The results of this study showed lower incidence of KS (1.1%) in our transplant population than that reported from other regional countries.15 Further, KS is frequent in African renal transplant recipients, where 13.3% of all transplanted patients developed KS.16 We investigated the KS was the most frequent post-transplantation malignancies. In confirm to our study, Saudi Arabian17 and Turkish15 studies were reported the most frequent post-transplantation malignancies were KS with 87.5% and 80.0%, respectively. Also, Nafar et al., found that the most common malignancy after kidney transplantation was KS among the Iranian patients.2

It is a difficult task to treat patients with a post-transplant malignancy. The risk of death from dissemination of malignancy should be weighed against the risk of graft rejection. According our results, in 11 patients (91.6%) KS skin lesions improved with reduction (including 6 patients with sirolimus therapy) or discontinued of immunosuppression with a graft loss rate of 11.7%. In compare to our study, Reduction of immunosuppression resulted in complete remission of KS in 28% of patients from Saudi Arabia,17 and 61% of Italian patients.18 Duman et al., report on complete remission after reduction of immunosuppressive drugs in all patients [12/12], with a graft loss rate of 20% in Turkey. 15 Reduction of immunosuppression allows for the immune system to reduce viral replication producing clinical remission of disease. New antiviral agents have recently been introduced as a promising therapeutic option in patients with KS.1921 However, prospective studies that will determine the efficacy of this approach are warranted. Sirolimus is a potent immunosuppressive drug that has been recently reported as an effective agent in the treatment of KS. Cutaneous KS lesions disappeared in all patients three months from the initiation of sirolimus therapy.22 Sirolimus may become the first choice immunosuppressant in renal transplant recipients with KS for pro-viding optimal immunosuppression and inhibiting the progression of malignancy.

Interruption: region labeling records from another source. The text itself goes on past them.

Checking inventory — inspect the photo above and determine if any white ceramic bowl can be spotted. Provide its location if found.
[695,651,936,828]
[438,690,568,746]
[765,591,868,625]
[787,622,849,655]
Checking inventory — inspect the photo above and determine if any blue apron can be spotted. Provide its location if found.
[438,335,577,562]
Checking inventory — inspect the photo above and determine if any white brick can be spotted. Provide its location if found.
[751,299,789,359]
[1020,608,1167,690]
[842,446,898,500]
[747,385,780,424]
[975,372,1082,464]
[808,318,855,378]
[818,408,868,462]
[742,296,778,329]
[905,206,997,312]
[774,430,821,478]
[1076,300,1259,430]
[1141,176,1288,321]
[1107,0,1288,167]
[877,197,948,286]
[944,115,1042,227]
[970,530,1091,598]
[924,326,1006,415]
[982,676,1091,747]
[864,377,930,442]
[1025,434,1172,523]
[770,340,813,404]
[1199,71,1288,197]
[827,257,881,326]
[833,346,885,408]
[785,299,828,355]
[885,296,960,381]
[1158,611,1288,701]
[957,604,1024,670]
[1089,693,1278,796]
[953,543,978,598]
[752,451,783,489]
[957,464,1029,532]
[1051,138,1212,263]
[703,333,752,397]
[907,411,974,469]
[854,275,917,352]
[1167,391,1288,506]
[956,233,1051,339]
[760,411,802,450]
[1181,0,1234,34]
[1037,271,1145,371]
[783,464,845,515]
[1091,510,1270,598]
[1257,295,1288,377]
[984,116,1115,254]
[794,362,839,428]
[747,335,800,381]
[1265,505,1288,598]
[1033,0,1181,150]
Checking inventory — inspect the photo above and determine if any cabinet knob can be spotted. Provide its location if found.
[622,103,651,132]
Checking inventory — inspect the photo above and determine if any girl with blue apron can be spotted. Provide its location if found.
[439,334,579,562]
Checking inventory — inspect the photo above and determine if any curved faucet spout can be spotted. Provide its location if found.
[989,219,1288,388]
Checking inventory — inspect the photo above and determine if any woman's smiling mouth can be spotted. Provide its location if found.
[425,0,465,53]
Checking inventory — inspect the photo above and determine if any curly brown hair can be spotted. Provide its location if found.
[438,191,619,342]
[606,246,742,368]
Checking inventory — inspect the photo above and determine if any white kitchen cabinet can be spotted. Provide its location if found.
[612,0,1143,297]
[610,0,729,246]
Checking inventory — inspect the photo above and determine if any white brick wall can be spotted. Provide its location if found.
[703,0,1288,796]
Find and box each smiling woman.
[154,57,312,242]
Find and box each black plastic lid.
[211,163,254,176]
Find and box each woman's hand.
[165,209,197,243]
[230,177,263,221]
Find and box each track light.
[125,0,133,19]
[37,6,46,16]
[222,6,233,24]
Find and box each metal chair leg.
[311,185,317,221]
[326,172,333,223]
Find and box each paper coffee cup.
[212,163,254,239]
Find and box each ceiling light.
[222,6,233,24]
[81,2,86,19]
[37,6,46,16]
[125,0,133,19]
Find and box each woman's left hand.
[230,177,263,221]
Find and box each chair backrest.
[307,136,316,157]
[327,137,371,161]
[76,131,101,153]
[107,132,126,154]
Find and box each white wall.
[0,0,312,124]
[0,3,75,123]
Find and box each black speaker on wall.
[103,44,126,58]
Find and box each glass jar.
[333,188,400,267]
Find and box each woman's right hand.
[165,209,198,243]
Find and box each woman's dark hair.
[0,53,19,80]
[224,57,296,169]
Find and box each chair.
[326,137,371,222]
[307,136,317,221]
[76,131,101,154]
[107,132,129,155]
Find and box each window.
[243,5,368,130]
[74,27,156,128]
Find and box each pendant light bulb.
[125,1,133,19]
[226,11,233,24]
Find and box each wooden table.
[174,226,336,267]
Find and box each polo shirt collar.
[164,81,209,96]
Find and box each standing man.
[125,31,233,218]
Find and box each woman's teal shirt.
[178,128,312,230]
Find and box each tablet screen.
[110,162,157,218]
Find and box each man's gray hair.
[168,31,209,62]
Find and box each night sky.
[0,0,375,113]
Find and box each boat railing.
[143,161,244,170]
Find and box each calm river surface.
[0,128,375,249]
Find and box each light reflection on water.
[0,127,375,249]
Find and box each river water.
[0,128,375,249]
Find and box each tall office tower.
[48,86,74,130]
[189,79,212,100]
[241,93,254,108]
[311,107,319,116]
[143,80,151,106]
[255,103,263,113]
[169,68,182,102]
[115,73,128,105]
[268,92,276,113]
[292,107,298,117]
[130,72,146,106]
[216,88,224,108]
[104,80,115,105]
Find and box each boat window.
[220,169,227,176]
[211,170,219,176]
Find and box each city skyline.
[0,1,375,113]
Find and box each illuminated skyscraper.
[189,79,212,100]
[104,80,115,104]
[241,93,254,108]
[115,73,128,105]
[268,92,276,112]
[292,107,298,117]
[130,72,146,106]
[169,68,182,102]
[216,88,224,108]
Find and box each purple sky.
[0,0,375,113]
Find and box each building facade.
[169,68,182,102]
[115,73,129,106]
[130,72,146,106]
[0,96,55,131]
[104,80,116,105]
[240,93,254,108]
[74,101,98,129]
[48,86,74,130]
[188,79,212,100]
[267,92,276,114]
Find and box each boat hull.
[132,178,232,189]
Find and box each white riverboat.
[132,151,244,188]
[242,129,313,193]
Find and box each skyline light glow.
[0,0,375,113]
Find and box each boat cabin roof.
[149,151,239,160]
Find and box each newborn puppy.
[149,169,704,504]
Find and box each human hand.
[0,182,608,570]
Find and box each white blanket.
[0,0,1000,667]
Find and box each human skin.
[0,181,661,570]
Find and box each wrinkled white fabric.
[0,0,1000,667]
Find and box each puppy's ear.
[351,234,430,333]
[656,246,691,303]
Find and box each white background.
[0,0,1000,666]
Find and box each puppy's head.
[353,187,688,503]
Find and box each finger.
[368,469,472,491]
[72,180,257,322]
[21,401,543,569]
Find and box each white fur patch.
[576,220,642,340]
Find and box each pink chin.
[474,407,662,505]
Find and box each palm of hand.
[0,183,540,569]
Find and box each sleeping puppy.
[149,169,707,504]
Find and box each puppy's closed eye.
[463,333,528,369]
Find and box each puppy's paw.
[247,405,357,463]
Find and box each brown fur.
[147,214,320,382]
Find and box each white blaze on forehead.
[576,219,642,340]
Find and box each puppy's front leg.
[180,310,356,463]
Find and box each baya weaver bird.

HHV-8 has been described in patients with HIV infection and KS.23 The results of serologic studies support the notion that infection with HHV-8 is nearly universal in patients with KS, since specific antibodies are detectable in 70% to 90% of all patients with KS and almost 100% of immunocompetent patients with the disease. Also it's clear that Pre-transplantation HHV-8 seropositivity is found to be associated with an increased risk of post-transplant KS. Immunosuppressive treatment may induce reactivation of latent virus infection, playing an important role in the development of combined iatrogenic and endemic KS. It is also possible that HHV-8 may be transmitted from the donor to induce sarcoma development in the organ recipient.2426 We investigated that about 67% of our KS patients were seropositive for HHV after transplantation. Laboratory studies of the susceptibility of HHV-8 to antiviral drugs suggest that the virus is resistant to acyclovir and penciclovir, but sensitive to ganciclovir, foscarnet and cidofovir.27 So, we treated our patients with ganciclovir.

CONCLUSION

KS is a common long-term complication in renal transplant recipients, with an increased incidence compared with the general population. Given that candidates for organ transplantation who are seropositive for HHV-8 -and thus at risk for KS- can now be identified, chemoprevention should be available in this high-risk population. Such strategies in HHV-8-seropositive candidates for organ transplantation should be directed against the virus itself, and the immunosuppressive regimen should be carefully monitored to avoid the possibility of rejection.